Study populations. All patients who received ⩾1 dose of the study drug constituted the intent-to-treat population and were evaluated for safety. The microITT population included patients infected with a protocol-defined, gram-positive pathogen at baseline who received ⩾1 dose of the study medication. The evaluable population was the subset of the microITT population who adhered to the treatment protocol and did not have either a medical condition that precluded accurate clinical assessment or a clinical outcome of indeterminate bacteremia.

Responses. The primary outcome parameter was overall response (i.e., combined clinical and microbiological response) in the microITT population as assessed at the TOC visit, within 18–24 days after EOT. Secondary outcome evaluations of both the evaluable and microITT populations were performed at the EOT and TOC visits. Clinical success was defined as resolution of signs and symptoms of CR-BSI such that no additional antibacterial treatment was warranted.
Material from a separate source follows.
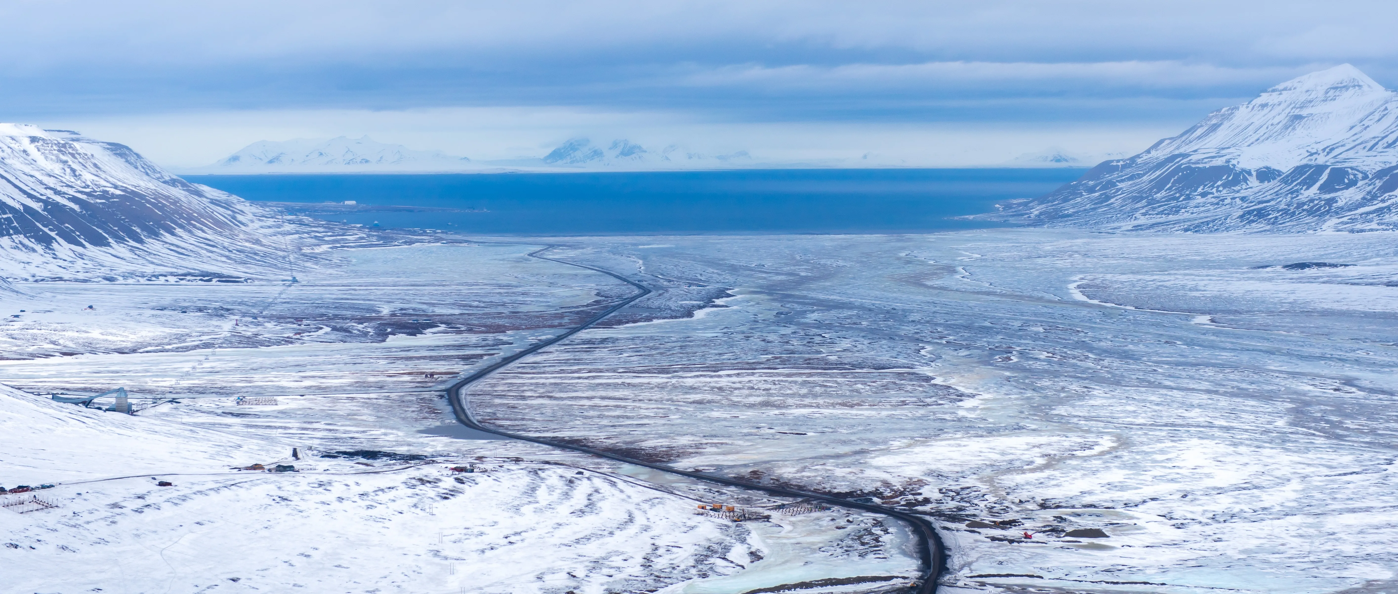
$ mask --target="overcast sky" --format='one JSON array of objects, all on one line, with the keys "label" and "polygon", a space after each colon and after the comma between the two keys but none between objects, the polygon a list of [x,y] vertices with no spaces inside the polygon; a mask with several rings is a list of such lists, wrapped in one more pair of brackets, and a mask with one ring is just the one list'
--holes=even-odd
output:
[{"label": "overcast sky", "polygon": [[1352,63],[1398,82],[1378,1],[0,3],[0,122],[196,166],[358,137],[477,159],[573,136],[772,159],[984,165],[1138,152]]}]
Clinical failure was defined as persistence of local or systemic signs and symptoms of catheter-related infection such that continuing antibiotic therapy was indicated, death that was considered related to CR-BSI, or situations in which a definitive clinical assessment could not be made due to other factors, such as absence of follow-up data.

Microbiological responses of eradication or presumed eradication of the organism were considered successful outcomes in the primary analysis. All patients, regardless of whether they were evaluable, had a clinical response (success or failure) assessed by the investigator. Whether the patient was evaluable was determined centrally by the sponsor with use of prospectively defined criteria.
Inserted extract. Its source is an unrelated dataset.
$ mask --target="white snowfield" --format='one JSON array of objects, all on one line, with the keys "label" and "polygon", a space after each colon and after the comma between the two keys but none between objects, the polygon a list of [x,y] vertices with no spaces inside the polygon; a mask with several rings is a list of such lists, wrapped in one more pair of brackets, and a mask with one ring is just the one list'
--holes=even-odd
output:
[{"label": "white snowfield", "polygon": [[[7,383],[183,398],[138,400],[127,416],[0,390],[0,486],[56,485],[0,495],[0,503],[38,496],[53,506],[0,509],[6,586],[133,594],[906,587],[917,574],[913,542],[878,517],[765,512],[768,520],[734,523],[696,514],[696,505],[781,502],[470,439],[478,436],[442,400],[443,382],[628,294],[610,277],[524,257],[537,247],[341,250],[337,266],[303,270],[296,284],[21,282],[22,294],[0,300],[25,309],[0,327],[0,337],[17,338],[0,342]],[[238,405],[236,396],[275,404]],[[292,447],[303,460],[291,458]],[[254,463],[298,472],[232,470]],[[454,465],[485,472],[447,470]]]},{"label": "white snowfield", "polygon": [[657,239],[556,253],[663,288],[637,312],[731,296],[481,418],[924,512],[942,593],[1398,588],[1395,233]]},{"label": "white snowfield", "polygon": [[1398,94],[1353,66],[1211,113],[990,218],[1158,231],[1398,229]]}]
Safety evaluation. All safety analyses were conducted in the ITT population. Adverse event reporting was standardized, and adverse events were classified as mild, moderate, severe, or life-threatening. Criteria used were those defined in the study protocol for clinical assessment and identification of changes in vital signs and pertinent changes in serum chemistry or hematologic values, as well as changes since baseline noted by electrocardiography.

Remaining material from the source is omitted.